High-fructose corn syrup is a mixture of fructose and glucose that are mixed freely together. The ratio can vary. Usually, like in soft drinks, the amount of fructose is higher than the amount of glucose. It’s typically 55 percent fructose and 45 percent glucose. A recent study showed that the industry sometimes adds even more fructose in soft drinks; a lot of times it’s 60 percent or 65 percent. It’s really quite a significant amount of more fructose than you see with table sugar.”
“The bottom line is it looks like high-fructose corn syrup is different from sucrose,” he says. “It looks like it is worse. But both of them are major sources of fructose. You don’t really want to switch from high-fructose corn syrup to table sugar; you want to reduce both. But in terms of effects, they are different. I believe high-fructose corn syrup is biologically worse than sugar.”
Leptin resistance isn’t just about fructose. You may also be dealing with this if you have high-stress levels, consume a lot of simple carbs, have high insulin levels, are overeating or even over-exercising, and possibly consuming lectin from cereal grains.
I like these researched tips and links from wellnessmama.com to help improve leptin issues:
- Eating little to no simple starches, refined foods, sugars and fructose
- Consuming a large amount of protein and healthy fats first thing in the morning, as soon after waking as possible. This promotes satiety and gives the body the building blocks to make hormones.
- Be in bed by ten (no excuses) and optimize your sleep!
- Get outside during the day, preferably barefoot on the ground, in mid-day sun with some skin exposed.
- DON’T SNACK!!! When you are constantly eating, even small amounts, during the day it keeps your liver working and doesn’t give hormones a break. Try to space meals at least 4 hours apart and don’t eat for at least 4 hours before bed. This includes drinks with calories but herbal teas, water, coffee or tea without cream or sugar are fine.
- Don’t workout at first.
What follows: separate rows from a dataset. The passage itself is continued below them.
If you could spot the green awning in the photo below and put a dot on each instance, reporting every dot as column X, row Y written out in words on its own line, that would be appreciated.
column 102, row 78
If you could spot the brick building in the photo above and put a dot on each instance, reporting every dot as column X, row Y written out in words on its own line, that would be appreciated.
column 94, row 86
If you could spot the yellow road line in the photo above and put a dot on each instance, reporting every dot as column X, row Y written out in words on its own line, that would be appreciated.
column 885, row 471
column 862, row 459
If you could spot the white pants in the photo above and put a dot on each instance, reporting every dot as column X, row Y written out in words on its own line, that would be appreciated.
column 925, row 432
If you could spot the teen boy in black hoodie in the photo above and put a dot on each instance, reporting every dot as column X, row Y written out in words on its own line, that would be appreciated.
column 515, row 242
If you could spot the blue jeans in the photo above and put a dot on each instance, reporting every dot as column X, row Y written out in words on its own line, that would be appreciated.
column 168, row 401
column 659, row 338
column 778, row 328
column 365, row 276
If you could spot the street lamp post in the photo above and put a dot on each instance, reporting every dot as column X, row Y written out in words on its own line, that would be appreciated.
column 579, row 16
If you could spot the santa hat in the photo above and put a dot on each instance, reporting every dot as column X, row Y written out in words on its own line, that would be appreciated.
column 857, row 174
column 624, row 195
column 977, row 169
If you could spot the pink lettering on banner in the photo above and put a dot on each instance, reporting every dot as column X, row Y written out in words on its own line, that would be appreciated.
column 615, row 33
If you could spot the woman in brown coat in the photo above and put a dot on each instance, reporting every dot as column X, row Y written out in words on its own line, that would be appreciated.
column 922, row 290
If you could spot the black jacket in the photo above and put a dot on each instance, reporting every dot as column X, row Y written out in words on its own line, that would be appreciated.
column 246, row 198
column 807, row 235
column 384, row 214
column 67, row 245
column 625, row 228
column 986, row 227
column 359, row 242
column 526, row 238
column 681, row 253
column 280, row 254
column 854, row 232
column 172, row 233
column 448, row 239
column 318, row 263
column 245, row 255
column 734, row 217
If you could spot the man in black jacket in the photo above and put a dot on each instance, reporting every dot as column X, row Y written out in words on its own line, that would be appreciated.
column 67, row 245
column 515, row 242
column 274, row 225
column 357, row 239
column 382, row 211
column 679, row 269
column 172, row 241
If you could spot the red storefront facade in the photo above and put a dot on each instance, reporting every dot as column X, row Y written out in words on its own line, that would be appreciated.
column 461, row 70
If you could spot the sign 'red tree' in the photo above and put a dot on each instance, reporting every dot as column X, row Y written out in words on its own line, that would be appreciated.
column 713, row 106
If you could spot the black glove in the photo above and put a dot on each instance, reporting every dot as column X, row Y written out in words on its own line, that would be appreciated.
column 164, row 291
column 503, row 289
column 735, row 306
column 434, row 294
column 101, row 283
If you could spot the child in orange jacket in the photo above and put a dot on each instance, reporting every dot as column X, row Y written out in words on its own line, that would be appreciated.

If you are really Leptin resistant, this will just be an additional stress on the body. Let your body heal a little first, then add in the exercise.
- When you do exercise, do only sprints and weight lifting. Walk or swim if you want to but don’t do cardio just for the sake of cardio. It’s just a stress on the body. High intensity and weight lifting, on the other hand, give the hormone benefits of working out without the stress from excess cardio and are great after the first few weeks. Also, workout in the evening, not the morning, to support hormone levels.
- Remove toxins from your life as these are a stress on your body. There will be more specifics on how to accomplish this in the next few weeks, but getting rid of processed foods, commercial deodorants (make your own) and comercial soap (use microfiber) will go a long way!
- Eat (or take) more Omega-3s (fish, grass-fed meats, chia seeds) and minimize your Omega-6 consumption (vegetable oils, conventional meats, grains, etc) to get lower inflammation and help support healthy leptin levels.